Он медленно обошел вокруг ее стула – наверно, чтобы осмотреть Лизу со всех сторон. И снова остановился всего в шаге от нее.

– Но, надеюсь, ты понимаешь, что замыкаться в себе – это не выход. – Он внимательно посмотрел ей в глаза. – Ты особенная, это правда. И к твой проблеме нужен особый подход. Обещаю, что теперь займусь тобой всерьез, но пусть это тебя не пугает. Я не собираюсь лишать тебя привычных маленьких радостей. Например, эти твои прогулки – хороший инструмент для выздоровления, если знать им меру. Гуляй себе на здоровье, если тебе нравится, только не в неустановленное время. Скажем, перед обедом, как раз нагуляешь аппетит.

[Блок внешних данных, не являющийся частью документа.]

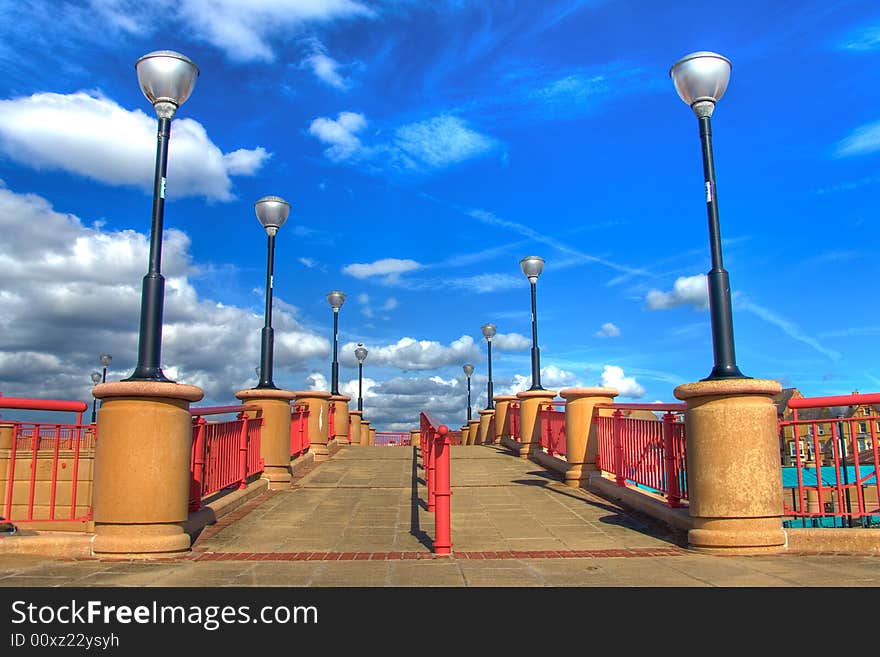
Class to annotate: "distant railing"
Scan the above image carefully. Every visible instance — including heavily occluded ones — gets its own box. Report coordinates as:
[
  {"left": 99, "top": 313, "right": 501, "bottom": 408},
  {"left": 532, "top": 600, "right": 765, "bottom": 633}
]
[
  {"left": 593, "top": 404, "right": 687, "bottom": 508},
  {"left": 0, "top": 396, "right": 96, "bottom": 522},
  {"left": 536, "top": 402, "right": 566, "bottom": 458},
  {"left": 779, "top": 393, "right": 880, "bottom": 527},
  {"left": 189, "top": 406, "right": 263, "bottom": 511},
  {"left": 290, "top": 404, "right": 311, "bottom": 459}
]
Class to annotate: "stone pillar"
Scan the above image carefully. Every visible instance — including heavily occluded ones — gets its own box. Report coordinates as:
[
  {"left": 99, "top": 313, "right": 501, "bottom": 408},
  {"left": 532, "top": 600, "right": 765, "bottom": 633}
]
[
  {"left": 348, "top": 411, "right": 364, "bottom": 446},
  {"left": 92, "top": 381, "right": 202, "bottom": 558},
  {"left": 674, "top": 379, "right": 785, "bottom": 554},
  {"left": 330, "top": 395, "right": 351, "bottom": 445},
  {"left": 494, "top": 395, "right": 516, "bottom": 442},
  {"left": 516, "top": 390, "right": 556, "bottom": 459},
  {"left": 293, "top": 390, "right": 330, "bottom": 462},
  {"left": 559, "top": 388, "right": 619, "bottom": 488},
  {"left": 475, "top": 408, "right": 495, "bottom": 445},
  {"left": 467, "top": 419, "right": 480, "bottom": 445},
  {"left": 235, "top": 388, "right": 294, "bottom": 489}
]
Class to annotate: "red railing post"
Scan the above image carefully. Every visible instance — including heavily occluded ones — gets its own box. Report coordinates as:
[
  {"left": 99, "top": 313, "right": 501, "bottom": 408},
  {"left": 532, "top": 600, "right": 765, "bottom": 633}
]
[
  {"left": 238, "top": 411, "right": 249, "bottom": 489},
  {"left": 189, "top": 417, "right": 207, "bottom": 511},
  {"left": 612, "top": 408, "right": 626, "bottom": 486},
  {"left": 663, "top": 412, "right": 681, "bottom": 509},
  {"left": 434, "top": 424, "right": 452, "bottom": 555}
]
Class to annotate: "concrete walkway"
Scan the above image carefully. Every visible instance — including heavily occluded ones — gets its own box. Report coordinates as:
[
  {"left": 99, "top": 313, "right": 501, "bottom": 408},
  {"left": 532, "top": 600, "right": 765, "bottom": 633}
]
[{"left": 0, "top": 446, "right": 880, "bottom": 587}]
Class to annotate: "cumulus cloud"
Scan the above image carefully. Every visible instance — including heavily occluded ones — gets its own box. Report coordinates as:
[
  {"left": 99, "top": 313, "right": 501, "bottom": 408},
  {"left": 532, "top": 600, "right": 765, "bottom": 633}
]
[
  {"left": 645, "top": 274, "right": 709, "bottom": 310},
  {"left": 339, "top": 335, "right": 481, "bottom": 370},
  {"left": 0, "top": 91, "right": 270, "bottom": 201},
  {"left": 0, "top": 184, "right": 330, "bottom": 404},
  {"left": 596, "top": 322, "right": 620, "bottom": 338},
  {"left": 602, "top": 365, "right": 645, "bottom": 399}
]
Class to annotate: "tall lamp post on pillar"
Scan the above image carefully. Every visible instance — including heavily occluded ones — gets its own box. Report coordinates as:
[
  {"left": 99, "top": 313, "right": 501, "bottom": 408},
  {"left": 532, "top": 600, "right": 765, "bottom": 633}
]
[
  {"left": 669, "top": 51, "right": 748, "bottom": 381},
  {"left": 125, "top": 50, "right": 199, "bottom": 381},
  {"left": 327, "top": 290, "right": 345, "bottom": 395},
  {"left": 519, "top": 256, "right": 544, "bottom": 390},
  {"left": 254, "top": 196, "right": 290, "bottom": 390},
  {"left": 461, "top": 363, "right": 474, "bottom": 422},
  {"left": 482, "top": 324, "right": 495, "bottom": 409},
  {"left": 354, "top": 342, "right": 369, "bottom": 411}
]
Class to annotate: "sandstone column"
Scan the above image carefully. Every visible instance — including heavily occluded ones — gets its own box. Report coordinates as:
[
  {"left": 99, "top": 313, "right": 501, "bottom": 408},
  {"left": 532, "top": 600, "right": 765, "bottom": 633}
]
[
  {"left": 235, "top": 388, "right": 294, "bottom": 489},
  {"left": 559, "top": 388, "right": 619, "bottom": 487},
  {"left": 675, "top": 378, "right": 785, "bottom": 554},
  {"left": 293, "top": 390, "right": 330, "bottom": 462},
  {"left": 92, "top": 381, "right": 202, "bottom": 558},
  {"left": 516, "top": 390, "right": 556, "bottom": 459},
  {"left": 330, "top": 395, "right": 351, "bottom": 445}
]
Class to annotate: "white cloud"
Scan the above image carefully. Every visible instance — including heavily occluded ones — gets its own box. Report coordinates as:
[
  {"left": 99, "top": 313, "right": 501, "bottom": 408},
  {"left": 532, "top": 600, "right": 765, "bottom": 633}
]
[
  {"left": 309, "top": 112, "right": 367, "bottom": 162},
  {"left": 602, "top": 365, "right": 645, "bottom": 399},
  {"left": 339, "top": 335, "right": 481, "bottom": 370},
  {"left": 645, "top": 274, "right": 709, "bottom": 310},
  {"left": 0, "top": 91, "right": 270, "bottom": 201},
  {"left": 596, "top": 322, "right": 620, "bottom": 338}
]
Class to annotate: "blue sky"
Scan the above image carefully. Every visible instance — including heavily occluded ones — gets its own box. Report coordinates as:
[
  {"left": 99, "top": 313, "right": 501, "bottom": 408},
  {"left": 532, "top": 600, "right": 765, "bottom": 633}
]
[{"left": 0, "top": 0, "right": 880, "bottom": 429}]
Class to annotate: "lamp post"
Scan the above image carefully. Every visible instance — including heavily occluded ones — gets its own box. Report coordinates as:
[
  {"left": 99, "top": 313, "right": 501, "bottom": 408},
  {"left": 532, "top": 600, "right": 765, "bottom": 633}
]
[
  {"left": 327, "top": 290, "right": 345, "bottom": 395},
  {"left": 126, "top": 50, "right": 199, "bottom": 381},
  {"left": 482, "top": 324, "right": 495, "bottom": 410},
  {"left": 254, "top": 196, "right": 290, "bottom": 390},
  {"left": 519, "top": 256, "right": 544, "bottom": 390},
  {"left": 669, "top": 52, "right": 749, "bottom": 381},
  {"left": 354, "top": 342, "right": 369, "bottom": 411},
  {"left": 461, "top": 363, "right": 474, "bottom": 422},
  {"left": 92, "top": 372, "right": 101, "bottom": 424}
]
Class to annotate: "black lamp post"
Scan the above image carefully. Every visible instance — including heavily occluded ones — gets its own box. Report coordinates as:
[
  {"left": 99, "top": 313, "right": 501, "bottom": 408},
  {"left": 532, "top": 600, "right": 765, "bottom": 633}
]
[
  {"left": 254, "top": 196, "right": 290, "bottom": 389},
  {"left": 482, "top": 324, "right": 495, "bottom": 410},
  {"left": 125, "top": 50, "right": 199, "bottom": 381},
  {"left": 519, "top": 256, "right": 544, "bottom": 390},
  {"left": 327, "top": 290, "right": 345, "bottom": 395},
  {"left": 461, "top": 363, "right": 474, "bottom": 422},
  {"left": 92, "top": 372, "right": 101, "bottom": 424},
  {"left": 669, "top": 52, "right": 748, "bottom": 381},
  {"left": 354, "top": 342, "right": 369, "bottom": 411}
]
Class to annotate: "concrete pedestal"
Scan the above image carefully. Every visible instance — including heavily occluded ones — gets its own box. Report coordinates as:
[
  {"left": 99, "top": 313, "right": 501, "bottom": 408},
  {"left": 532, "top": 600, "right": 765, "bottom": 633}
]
[
  {"left": 475, "top": 408, "right": 495, "bottom": 445},
  {"left": 516, "top": 390, "right": 556, "bottom": 459},
  {"left": 348, "top": 411, "right": 364, "bottom": 446},
  {"left": 559, "top": 388, "right": 619, "bottom": 488},
  {"left": 675, "top": 379, "right": 785, "bottom": 554},
  {"left": 293, "top": 390, "right": 330, "bottom": 461},
  {"left": 92, "top": 381, "right": 202, "bottom": 558},
  {"left": 493, "top": 395, "right": 516, "bottom": 442},
  {"left": 235, "top": 388, "right": 294, "bottom": 489},
  {"left": 329, "top": 395, "right": 351, "bottom": 445}
]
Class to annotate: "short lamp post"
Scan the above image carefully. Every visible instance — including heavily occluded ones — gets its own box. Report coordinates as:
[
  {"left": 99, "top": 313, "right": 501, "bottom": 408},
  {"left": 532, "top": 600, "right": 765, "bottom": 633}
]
[
  {"left": 254, "top": 196, "right": 290, "bottom": 390},
  {"left": 327, "top": 290, "right": 345, "bottom": 395},
  {"left": 92, "top": 372, "right": 101, "bottom": 424},
  {"left": 482, "top": 324, "right": 495, "bottom": 410},
  {"left": 669, "top": 52, "right": 748, "bottom": 381},
  {"left": 461, "top": 363, "right": 474, "bottom": 422},
  {"left": 519, "top": 256, "right": 544, "bottom": 390},
  {"left": 126, "top": 50, "right": 199, "bottom": 381},
  {"left": 354, "top": 342, "right": 369, "bottom": 411}
]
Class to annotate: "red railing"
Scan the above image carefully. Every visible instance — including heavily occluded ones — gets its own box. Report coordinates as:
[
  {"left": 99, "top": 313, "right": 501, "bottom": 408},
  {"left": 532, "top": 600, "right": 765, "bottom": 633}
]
[
  {"left": 290, "top": 404, "right": 311, "bottom": 458},
  {"left": 375, "top": 431, "right": 411, "bottom": 447},
  {"left": 779, "top": 393, "right": 880, "bottom": 527},
  {"left": 593, "top": 404, "right": 687, "bottom": 507},
  {"left": 0, "top": 396, "right": 96, "bottom": 522},
  {"left": 189, "top": 406, "right": 263, "bottom": 511},
  {"left": 536, "top": 402, "right": 567, "bottom": 457}
]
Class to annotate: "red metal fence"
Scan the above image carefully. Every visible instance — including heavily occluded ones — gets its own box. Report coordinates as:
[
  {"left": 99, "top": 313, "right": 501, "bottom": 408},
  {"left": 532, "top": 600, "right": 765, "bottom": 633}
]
[
  {"left": 0, "top": 397, "right": 96, "bottom": 522},
  {"left": 189, "top": 406, "right": 263, "bottom": 511},
  {"left": 779, "top": 393, "right": 880, "bottom": 527},
  {"left": 593, "top": 404, "right": 687, "bottom": 507}
]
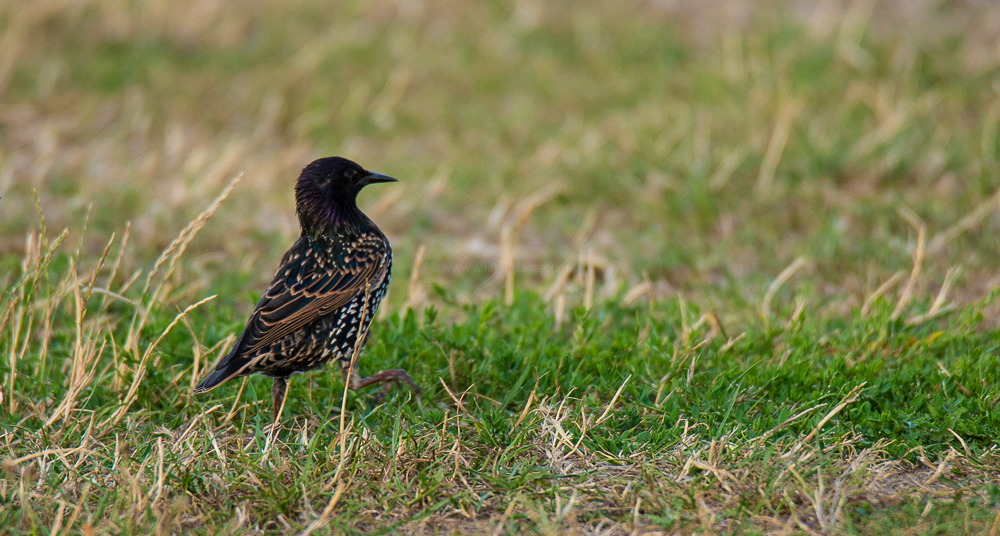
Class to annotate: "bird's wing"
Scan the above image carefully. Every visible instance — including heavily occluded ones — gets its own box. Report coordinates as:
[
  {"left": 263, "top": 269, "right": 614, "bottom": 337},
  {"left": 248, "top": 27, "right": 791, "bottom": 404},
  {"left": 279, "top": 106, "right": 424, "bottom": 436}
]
[
  {"left": 195, "top": 236, "right": 389, "bottom": 393},
  {"left": 234, "top": 239, "right": 386, "bottom": 355}
]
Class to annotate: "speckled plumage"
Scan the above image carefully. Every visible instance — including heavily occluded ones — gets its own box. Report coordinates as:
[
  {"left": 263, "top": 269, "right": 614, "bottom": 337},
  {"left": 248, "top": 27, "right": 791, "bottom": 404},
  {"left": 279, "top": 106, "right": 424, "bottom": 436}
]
[{"left": 194, "top": 157, "right": 419, "bottom": 412}]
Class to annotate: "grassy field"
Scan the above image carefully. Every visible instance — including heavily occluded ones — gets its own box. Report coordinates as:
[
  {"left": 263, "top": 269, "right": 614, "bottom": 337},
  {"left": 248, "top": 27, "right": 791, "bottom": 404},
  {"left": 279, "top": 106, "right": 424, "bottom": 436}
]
[{"left": 0, "top": 0, "right": 1000, "bottom": 536}]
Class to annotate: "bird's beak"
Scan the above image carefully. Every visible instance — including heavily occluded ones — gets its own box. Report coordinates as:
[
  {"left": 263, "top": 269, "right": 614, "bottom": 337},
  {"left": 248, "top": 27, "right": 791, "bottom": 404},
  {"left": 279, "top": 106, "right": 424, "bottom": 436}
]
[{"left": 365, "top": 172, "right": 398, "bottom": 184}]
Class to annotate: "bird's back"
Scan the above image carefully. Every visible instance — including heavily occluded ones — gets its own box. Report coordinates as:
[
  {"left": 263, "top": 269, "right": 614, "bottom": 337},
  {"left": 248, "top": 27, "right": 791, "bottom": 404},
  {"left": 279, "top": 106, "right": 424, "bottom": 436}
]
[{"left": 195, "top": 224, "right": 392, "bottom": 393}]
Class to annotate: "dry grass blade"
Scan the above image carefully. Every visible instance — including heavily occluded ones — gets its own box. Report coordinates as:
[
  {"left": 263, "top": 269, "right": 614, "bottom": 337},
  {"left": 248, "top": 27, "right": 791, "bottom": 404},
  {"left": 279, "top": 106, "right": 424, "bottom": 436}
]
[
  {"left": 594, "top": 374, "right": 632, "bottom": 426},
  {"left": 125, "top": 173, "right": 243, "bottom": 350},
  {"left": 802, "top": 382, "right": 868, "bottom": 444},
  {"left": 403, "top": 246, "right": 427, "bottom": 313},
  {"left": 927, "top": 184, "right": 1000, "bottom": 255},
  {"left": 500, "top": 183, "right": 563, "bottom": 305},
  {"left": 756, "top": 102, "right": 798, "bottom": 195},
  {"left": 861, "top": 270, "right": 906, "bottom": 316},
  {"left": 760, "top": 257, "right": 809, "bottom": 326},
  {"left": 890, "top": 206, "right": 927, "bottom": 320},
  {"left": 101, "top": 294, "right": 215, "bottom": 428}
]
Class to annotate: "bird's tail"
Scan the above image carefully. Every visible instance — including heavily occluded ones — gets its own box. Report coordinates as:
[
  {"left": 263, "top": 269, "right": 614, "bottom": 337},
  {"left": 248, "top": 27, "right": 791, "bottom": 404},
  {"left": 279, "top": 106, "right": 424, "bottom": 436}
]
[{"left": 194, "top": 367, "right": 240, "bottom": 395}]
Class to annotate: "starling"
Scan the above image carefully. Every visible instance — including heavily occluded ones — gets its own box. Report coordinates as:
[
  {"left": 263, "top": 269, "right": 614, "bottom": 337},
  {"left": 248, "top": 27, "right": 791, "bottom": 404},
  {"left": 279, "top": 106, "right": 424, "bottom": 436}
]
[{"left": 194, "top": 157, "right": 420, "bottom": 419}]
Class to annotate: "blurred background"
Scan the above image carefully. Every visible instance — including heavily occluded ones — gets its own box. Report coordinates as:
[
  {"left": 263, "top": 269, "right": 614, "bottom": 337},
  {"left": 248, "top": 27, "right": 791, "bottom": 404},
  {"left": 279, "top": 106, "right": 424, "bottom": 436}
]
[{"left": 0, "top": 0, "right": 1000, "bottom": 320}]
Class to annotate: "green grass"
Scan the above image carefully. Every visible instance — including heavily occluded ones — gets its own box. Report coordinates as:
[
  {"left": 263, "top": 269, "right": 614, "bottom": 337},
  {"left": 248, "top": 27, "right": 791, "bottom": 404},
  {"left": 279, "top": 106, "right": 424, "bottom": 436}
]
[{"left": 0, "top": 0, "right": 1000, "bottom": 536}]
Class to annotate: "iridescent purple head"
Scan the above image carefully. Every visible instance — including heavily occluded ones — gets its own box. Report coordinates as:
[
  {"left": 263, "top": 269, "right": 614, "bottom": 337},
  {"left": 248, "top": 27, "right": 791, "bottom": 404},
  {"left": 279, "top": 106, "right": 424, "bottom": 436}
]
[{"left": 295, "top": 156, "right": 396, "bottom": 232}]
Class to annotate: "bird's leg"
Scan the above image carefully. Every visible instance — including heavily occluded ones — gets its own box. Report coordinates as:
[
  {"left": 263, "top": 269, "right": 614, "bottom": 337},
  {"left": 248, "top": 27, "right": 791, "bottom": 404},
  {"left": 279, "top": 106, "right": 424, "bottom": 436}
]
[
  {"left": 271, "top": 377, "right": 288, "bottom": 423},
  {"left": 343, "top": 365, "right": 420, "bottom": 398}
]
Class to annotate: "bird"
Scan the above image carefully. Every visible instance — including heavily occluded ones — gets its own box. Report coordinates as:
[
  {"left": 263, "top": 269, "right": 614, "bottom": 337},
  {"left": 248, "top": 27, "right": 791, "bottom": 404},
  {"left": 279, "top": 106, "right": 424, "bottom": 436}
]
[{"left": 194, "top": 156, "right": 420, "bottom": 421}]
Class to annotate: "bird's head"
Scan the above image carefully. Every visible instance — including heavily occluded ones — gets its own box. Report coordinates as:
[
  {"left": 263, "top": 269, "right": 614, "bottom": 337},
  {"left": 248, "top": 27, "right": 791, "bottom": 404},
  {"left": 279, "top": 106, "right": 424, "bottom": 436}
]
[{"left": 295, "top": 156, "right": 396, "bottom": 232}]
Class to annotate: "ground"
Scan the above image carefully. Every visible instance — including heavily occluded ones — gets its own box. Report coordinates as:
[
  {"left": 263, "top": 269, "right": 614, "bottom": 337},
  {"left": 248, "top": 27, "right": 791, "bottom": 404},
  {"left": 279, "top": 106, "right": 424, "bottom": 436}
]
[{"left": 0, "top": 0, "right": 1000, "bottom": 536}]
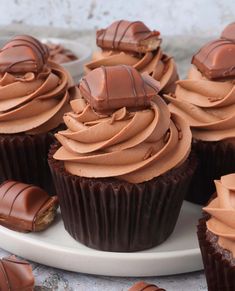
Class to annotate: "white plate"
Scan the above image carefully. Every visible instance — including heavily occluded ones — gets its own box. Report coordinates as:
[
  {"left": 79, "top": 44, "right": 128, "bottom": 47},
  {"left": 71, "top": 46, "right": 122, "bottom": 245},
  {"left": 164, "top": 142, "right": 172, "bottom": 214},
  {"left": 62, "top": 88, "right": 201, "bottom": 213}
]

Места тут красивые, свежий воздух… Может быть, и я как-нибудь выгадаю часок с тобой прогуляться, вместе выберем тебе живописный маршрут.

Сказав это, он коснулся ее подбородка. Лиза вздрогнула, приподнялась на стуле, словно ее потянули к потолку какие-то невидимые силы, и неуверенно взглянула на Молохова, на его кустистые брови, на выдающийся, как обломок скалы, нос.

– Не понимаю, – сказала она. – Не понимаю, как мои прогулки помогут мне поправиться.

Они замерли на несколько секунд; потом Молохов убрал руку с ее подбородка.

– Сколько тебе лет, восемнадцать?

Он, конечно, знал ее возраст, ведь ее карта столько раз лежала у него на столе, но ему, вероятно, захотелось услышать, как она сама назовет это скромное число.

– Девятнадцать, – сказала Лиза невнятно и опустила глаза.

– Девятнадцать, – как будто подтвердил Молохов и рассмеялся. – Мне бы сейчас мои девятнадцать лет!

Они помолчали. За окном шел дождь; капли тоскливо застучали по козырьку. Когда молчание слишком затянулось и стало неприятным, Молохов посмотрел на часы.

– Ну, кажется, я тебя уже утомил. Вот мы заболтались, а я снова опоздал на обед. Пойдем вместе, провожу тебя до столовой, может, оставили мне что-нибудь.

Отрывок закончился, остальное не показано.